I did not see any sign of Wesley and was deciding he wasn’t going to show up when I heard the throaty roar of his gray BMW. It parked on the side of the street, and I watched the radio antenna retract as he cut the engine.

“Doc, I’ll wait for him if you want to go on in,” Marino said to me.

“I need to talk to him.” Lucy headed back down the steps.

“I’ll be inside,” I said and put on cotton gloves, as if Wesley were not someone I knew.

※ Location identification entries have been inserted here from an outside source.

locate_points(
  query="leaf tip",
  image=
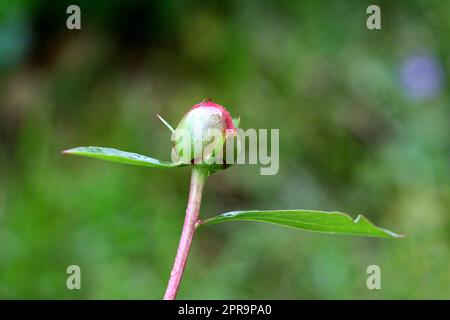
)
(165, 122)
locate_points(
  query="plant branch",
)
(198, 179)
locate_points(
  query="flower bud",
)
(203, 136)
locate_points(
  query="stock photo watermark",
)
(374, 280)
(236, 146)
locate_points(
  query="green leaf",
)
(309, 220)
(115, 155)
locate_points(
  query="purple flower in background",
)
(422, 76)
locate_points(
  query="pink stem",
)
(198, 179)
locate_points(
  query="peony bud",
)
(202, 136)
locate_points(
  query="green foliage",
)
(308, 220)
(114, 155)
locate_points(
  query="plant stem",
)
(198, 179)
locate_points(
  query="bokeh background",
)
(364, 129)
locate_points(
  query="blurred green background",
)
(364, 129)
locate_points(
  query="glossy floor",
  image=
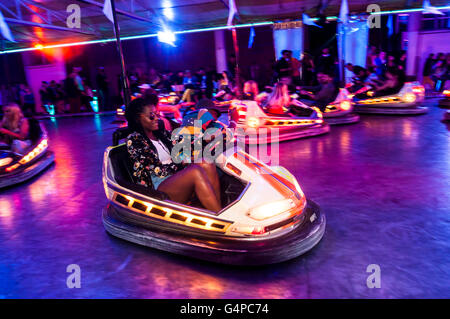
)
(384, 185)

I entered Eddings’ foyer and his presence instantly overwhelmed me everywhere I looked. I felt his meticulous personality in minimalist furniture, Indian rugs and polished floors, and his warmth in sunny yellow walls hung with bold monotype prints. Dust had formed a fine layer that was disturbed anywhere police might recently have been to open cabinets or drawers. Begonias, ficus, creeping fig and cyclamen seemed to be mourning the loss of their master, and I looked around for a watering can. Finding one in the laundry room, I filled it and began tending plants because I saw no point in allowing them to die. I did not hear Benton Wesley walk in.